The image is available with 2 two tags:

  • latest (default) contains the current developments
  • stable is the based on the previous release

You can now run the docker image like the regular postgres docker image.

For example:

Launch start a postgres docker container

docker run -d --name anon -p 6543:5432 registry.gitlab.com/dalibo/postgresql_anonymizer

Connect :

psql -h localhost -p6543 -U postgres

The extension is already loaded, you can use it directly:

# SELECT anon.partial_email('[email protected]');
     partial_email
-----------------------
 da******@gm******.com
(1 row)

Install as a "Black Box"

You can also treat the docker image as an "anonymizing black box" by using a specific entrypoint script called /anon.sh.

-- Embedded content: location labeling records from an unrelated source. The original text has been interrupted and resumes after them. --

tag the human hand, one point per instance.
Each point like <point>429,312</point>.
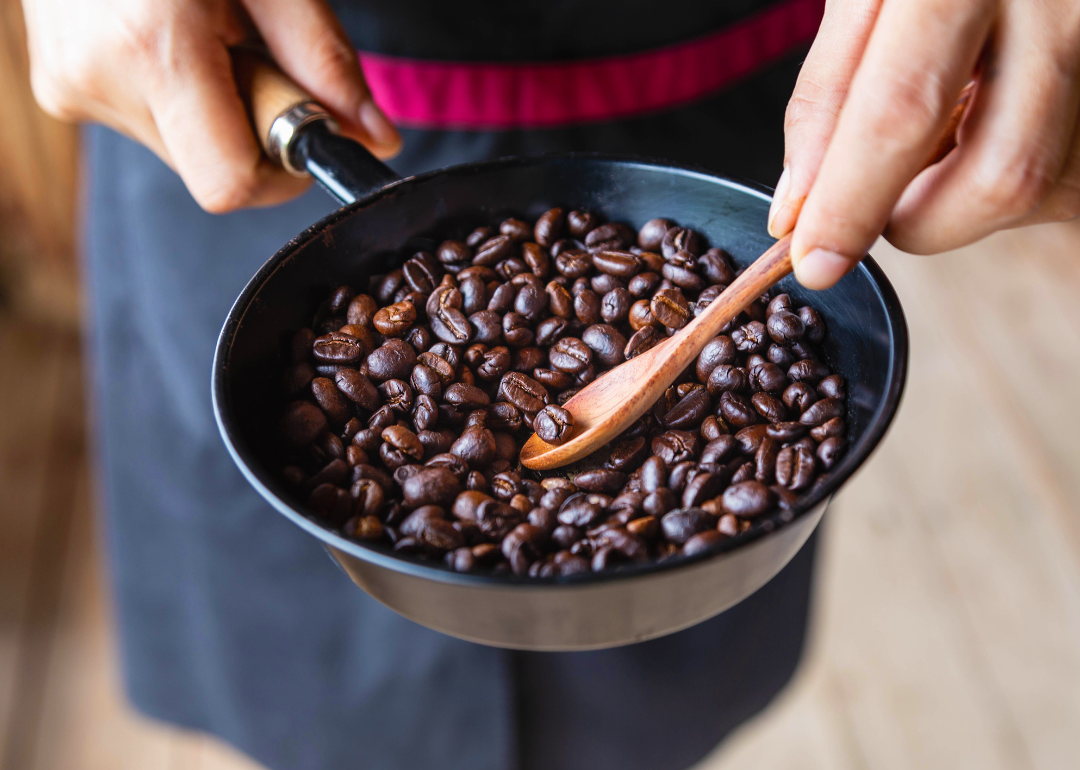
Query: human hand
<point>161,72</point>
<point>872,100</point>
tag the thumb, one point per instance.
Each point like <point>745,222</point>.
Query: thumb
<point>308,42</point>
<point>815,104</point>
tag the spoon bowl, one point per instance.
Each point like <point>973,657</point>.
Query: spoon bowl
<point>610,404</point>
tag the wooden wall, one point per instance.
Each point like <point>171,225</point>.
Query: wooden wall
<point>38,191</point>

You pass the original data and the masking rules to the /anon.sh script and it will return a anonymized dump.

Here's an example in 4 steps:

Step 1: Dump your original data (for instance dump.sql)

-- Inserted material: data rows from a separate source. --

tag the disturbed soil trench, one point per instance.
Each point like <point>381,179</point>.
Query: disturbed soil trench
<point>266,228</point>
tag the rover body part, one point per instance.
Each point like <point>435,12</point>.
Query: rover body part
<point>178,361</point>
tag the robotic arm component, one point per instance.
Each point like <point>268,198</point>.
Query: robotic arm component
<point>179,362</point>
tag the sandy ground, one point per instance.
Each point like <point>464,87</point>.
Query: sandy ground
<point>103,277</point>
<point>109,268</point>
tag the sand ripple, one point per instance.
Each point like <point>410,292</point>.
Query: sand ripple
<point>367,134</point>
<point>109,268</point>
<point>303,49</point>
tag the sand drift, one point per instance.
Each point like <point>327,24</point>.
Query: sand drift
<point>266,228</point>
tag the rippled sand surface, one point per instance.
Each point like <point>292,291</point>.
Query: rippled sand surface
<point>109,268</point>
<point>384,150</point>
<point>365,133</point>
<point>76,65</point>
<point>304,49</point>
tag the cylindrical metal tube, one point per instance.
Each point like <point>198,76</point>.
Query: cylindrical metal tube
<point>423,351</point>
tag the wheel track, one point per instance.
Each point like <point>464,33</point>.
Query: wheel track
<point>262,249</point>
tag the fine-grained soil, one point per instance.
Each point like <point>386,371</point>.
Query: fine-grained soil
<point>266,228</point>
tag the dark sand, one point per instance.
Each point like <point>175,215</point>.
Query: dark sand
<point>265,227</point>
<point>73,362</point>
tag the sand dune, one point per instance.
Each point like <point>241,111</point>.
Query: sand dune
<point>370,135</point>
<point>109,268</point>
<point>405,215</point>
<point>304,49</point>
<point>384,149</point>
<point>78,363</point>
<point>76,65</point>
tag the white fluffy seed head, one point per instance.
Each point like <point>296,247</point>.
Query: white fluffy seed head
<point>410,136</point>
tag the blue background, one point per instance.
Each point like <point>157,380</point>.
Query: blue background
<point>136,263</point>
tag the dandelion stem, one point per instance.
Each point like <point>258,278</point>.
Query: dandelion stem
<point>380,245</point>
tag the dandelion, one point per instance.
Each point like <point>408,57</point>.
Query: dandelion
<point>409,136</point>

pg_dump [...] my_db > dump.sql

If you want to maintain the owners and grants, you need export them with pg_dumpall --roles-only like this:

(pg_dumpall [...] --roles-only && pg_dump [...] my_db ) > dump.sql

Step 2: Write your masking rules in a separate file (for instance rules.sql)

SELECT pg_catalog.set_config('search_path', 'public', false);

CREATE EXTENSION anon CASCADE;
SELECT anon.load();

SECURITY LABEL FOR anon ON COLUMN people.lastname
IS 'MASKED WITH FUNCTION anon.fake_last_name()';

-- etc.

Step 3: Pass the dump and the rules through the docker image and receive an anonymized dump !

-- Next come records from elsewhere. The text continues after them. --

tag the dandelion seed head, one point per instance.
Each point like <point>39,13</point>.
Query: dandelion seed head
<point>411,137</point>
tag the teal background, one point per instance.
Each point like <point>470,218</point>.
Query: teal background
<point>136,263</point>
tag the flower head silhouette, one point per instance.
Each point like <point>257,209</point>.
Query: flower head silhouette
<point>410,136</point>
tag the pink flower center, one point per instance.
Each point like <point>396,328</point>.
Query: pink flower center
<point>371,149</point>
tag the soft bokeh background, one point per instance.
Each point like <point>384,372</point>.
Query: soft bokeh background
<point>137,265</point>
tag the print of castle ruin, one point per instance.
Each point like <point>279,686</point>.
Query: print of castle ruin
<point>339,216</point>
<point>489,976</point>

IMG=registry.gitlab.com/dalibo/postgresql_anonymizer
ANON="docker run --rm -i $IMG /anon.sh"
cat dump.sql rules.sql | $ANON > anon_dump.sql

(this last step is written on 3 lines for clarity)

NB: You can also gather step 1 and step 3 in a single command:

(pg_dumpall --roles-only && pg_dump my_db) | cat - rules.sql | $ANON > anon_dump.sql

Install on MacOS

Although the extension is not officially supported on MacOS systems, it should be possible to build the extension with the following lines:

export C_INCLUDE_PATH="$(xcrun --show-sdk-path)/usr/include"
make extension
make install

Load the extension

Here's some additional notes about how you can load the extension:

1- Load only for one database

You can load the extension exclusively into a specific database like this:

ALTER DATABASE mydatabase SET session_preload_libraries='anon'

Then quit your current session and open a new one.

It has several benefits:

  • First, it will be dumped by pg_dump with the-C option, so the database dump will be self efficient.

  • Second, it is propagated to a standby instance by streaming replication. Which means you can use the anonymization functions on a read-only clone of the database (provided the extension is installed on the standby instance)

2- Load for the instance

You can load the extension with the shared_preload_libraries parameter.

ALTER SYSTEM SET shared_preload_libraries = 'anon'"

Then restart the PostgreSQL instance.

3- Load on the fly

For a one-time usage, You can the LOAD command

LOAD '/usr/lib/postgresql/12/lib/anon.so';

You can read the Shared Library Preloading section of the PostgreSQL documentation for more details.